A ficção científica brasileira tem uma trajetória longa, com diferentes ondas. Neste dossiê magnífico da revista Zanzalá, há vários artigos abordando, como diz o título, “os ismos e punks na ficção científica brasileira”. Amazofuturismo, tupinipunk, sertãopunk e outros subgêneros são discutidos justamente a partir de suas abordagens que cruzam gêneros especulativos tradicionais e temas intrinsecamente brasileiros. Alguns anos atrás, quando descobri alguns destes movimentos (já que parte deles se reivindica assim), foi como encontrar um lugar no mundo para tudo que eu nem sabia ainda que queria escrever. Não que eu não goste de um bom filme ruim de fim de mundo nos Estados Unidos, mas nunca me despertou interesse escrever algo dentro desse contexto.


Nesse processo, descobri dois coletivos fundamentais para quem gosta de pensar na ficção especulativa com uma perspectiva do sul global, latina, brasileira, decolonial: o Escambau, que manteve uma revista (a Escambanáutica) e uma newsletter (a Pulpa) e depois se tornou editora, e a Mafagafo, revista que encerrou suas atividades em 2023 — e que também mantinha uma newsletter, a Faísca. Nestes espaços, conheci muitas autorias brasileiras contemporâneas, todas elas navegando pelas encruzilhadas da brasilidade na ficção especulativa. Vale muito a pena explorar seus legados. Foi em meio a eles que eu desenvolvi uma ideia de space opera à brasileira para concorrer ao edital da Apotecário, que no final não teve resultado — a revista nunca saiu.

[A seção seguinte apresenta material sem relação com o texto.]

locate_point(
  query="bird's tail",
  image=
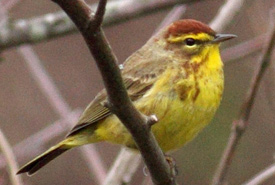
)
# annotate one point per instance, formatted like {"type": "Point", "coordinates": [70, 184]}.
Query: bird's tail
{"type": "Point", "coordinates": [43, 159]}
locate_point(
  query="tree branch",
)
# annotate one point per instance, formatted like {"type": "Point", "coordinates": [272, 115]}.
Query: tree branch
{"type": "Point", "coordinates": [119, 102]}
{"type": "Point", "coordinates": [10, 158]}
{"type": "Point", "coordinates": [226, 14]}
{"type": "Point", "coordinates": [52, 25]}
{"type": "Point", "coordinates": [239, 126]}
{"type": "Point", "coordinates": [122, 170]}
{"type": "Point", "coordinates": [262, 176]}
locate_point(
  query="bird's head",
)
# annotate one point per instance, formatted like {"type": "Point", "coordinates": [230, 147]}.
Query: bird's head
{"type": "Point", "coordinates": [192, 37]}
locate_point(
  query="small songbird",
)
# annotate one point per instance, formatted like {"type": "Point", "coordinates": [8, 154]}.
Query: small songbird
{"type": "Point", "coordinates": [177, 76]}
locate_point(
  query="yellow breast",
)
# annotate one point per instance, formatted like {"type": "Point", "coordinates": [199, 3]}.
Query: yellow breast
{"type": "Point", "coordinates": [185, 99]}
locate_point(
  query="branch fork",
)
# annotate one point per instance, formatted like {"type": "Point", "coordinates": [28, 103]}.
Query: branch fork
{"type": "Point", "coordinates": [119, 102]}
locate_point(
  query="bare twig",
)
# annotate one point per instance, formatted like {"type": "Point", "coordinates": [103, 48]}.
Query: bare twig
{"type": "Point", "coordinates": [55, 98]}
{"type": "Point", "coordinates": [239, 126]}
{"type": "Point", "coordinates": [262, 176]}
{"type": "Point", "coordinates": [226, 14]}
{"type": "Point", "coordinates": [10, 158]}
{"type": "Point", "coordinates": [243, 49]}
{"type": "Point", "coordinates": [120, 104]}
{"type": "Point", "coordinates": [41, 138]}
{"type": "Point", "coordinates": [52, 25]}
{"type": "Point", "coordinates": [117, 174]}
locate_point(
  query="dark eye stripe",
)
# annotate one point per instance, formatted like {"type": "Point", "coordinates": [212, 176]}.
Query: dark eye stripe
{"type": "Point", "coordinates": [190, 41]}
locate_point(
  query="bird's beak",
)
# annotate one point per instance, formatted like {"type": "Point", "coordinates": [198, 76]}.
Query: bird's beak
{"type": "Point", "coordinates": [223, 37]}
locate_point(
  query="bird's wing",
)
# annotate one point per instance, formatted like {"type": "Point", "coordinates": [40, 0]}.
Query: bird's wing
{"type": "Point", "coordinates": [137, 84]}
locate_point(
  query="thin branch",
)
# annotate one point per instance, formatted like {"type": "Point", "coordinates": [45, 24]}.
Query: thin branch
{"type": "Point", "coordinates": [41, 138]}
{"type": "Point", "coordinates": [239, 126]}
{"type": "Point", "coordinates": [119, 102]}
{"type": "Point", "coordinates": [29, 31]}
{"type": "Point", "coordinates": [226, 14]}
{"type": "Point", "coordinates": [243, 49]}
{"type": "Point", "coordinates": [262, 176]}
{"type": "Point", "coordinates": [11, 160]}
{"type": "Point", "coordinates": [55, 99]}
{"type": "Point", "coordinates": [117, 174]}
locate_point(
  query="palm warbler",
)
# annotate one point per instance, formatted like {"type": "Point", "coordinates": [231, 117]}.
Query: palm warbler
{"type": "Point", "coordinates": [177, 75]}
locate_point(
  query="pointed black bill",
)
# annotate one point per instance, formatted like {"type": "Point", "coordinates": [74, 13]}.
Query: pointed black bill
{"type": "Point", "coordinates": [223, 37]}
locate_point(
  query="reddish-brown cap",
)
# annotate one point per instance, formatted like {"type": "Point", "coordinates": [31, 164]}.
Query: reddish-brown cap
{"type": "Point", "coordinates": [189, 26]}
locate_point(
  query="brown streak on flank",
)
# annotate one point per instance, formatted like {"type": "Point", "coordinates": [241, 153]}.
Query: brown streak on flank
{"type": "Point", "coordinates": [188, 26]}
{"type": "Point", "coordinates": [197, 92]}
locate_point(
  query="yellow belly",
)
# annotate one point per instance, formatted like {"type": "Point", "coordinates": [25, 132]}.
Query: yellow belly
{"type": "Point", "coordinates": [180, 119]}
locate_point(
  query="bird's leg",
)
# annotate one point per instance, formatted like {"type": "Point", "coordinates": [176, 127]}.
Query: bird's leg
{"type": "Point", "coordinates": [172, 163]}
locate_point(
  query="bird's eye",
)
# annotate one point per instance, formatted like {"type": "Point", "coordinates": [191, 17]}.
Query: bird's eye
{"type": "Point", "coordinates": [190, 42]}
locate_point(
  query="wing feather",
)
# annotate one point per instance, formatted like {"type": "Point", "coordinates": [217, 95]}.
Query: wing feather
{"type": "Point", "coordinates": [138, 78]}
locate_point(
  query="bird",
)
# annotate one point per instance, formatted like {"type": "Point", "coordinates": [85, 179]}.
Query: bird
{"type": "Point", "coordinates": [176, 76]}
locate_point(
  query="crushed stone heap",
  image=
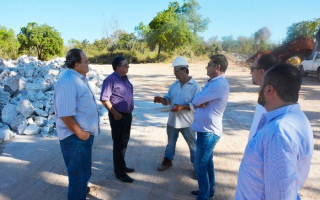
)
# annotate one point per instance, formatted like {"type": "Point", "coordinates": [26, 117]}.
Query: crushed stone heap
{"type": "Point", "coordinates": [26, 95]}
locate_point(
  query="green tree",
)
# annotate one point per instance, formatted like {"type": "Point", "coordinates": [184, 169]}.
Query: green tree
{"type": "Point", "coordinates": [261, 37]}
{"type": "Point", "coordinates": [306, 29]}
{"type": "Point", "coordinates": [167, 31]}
{"type": "Point", "coordinates": [246, 45]}
{"type": "Point", "coordinates": [189, 10]}
{"type": "Point", "coordinates": [8, 43]}
{"type": "Point", "coordinates": [229, 44]}
{"type": "Point", "coordinates": [43, 38]}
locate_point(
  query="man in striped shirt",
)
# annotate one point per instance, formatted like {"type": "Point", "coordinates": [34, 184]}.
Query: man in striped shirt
{"type": "Point", "coordinates": [77, 122]}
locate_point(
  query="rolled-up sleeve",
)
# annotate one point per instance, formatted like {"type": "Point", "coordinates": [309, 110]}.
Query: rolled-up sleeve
{"type": "Point", "coordinates": [65, 98]}
{"type": "Point", "coordinates": [106, 90]}
{"type": "Point", "coordinates": [280, 161]}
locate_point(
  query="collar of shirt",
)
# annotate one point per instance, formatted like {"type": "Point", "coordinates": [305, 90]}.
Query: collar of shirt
{"type": "Point", "coordinates": [77, 74]}
{"type": "Point", "coordinates": [119, 76]}
{"type": "Point", "coordinates": [213, 79]}
{"type": "Point", "coordinates": [277, 112]}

Nem por isso a trajetória da Retirante, uma espaçonave brasileira comandada por Raimundo, um caixeiro-viajante espacial, morreu na gaveta. Acabei publicando-a entre os 25 contos do meu recém lançado livro “Quase agora, uma coletânea de ficção científica à brasileira que foi escrita quase em sua totalidade nos desafios de escrita do Escambau e da Mafagafo. Um deles, “A visagem do ovo”, é inclusive finalista da Odisseia de Literatura Fantástica de 2024.


E você? O que indicaria no campo da ficção científica com uma temática brasileira?

Bora trocar essa ideia na caixa de comentários?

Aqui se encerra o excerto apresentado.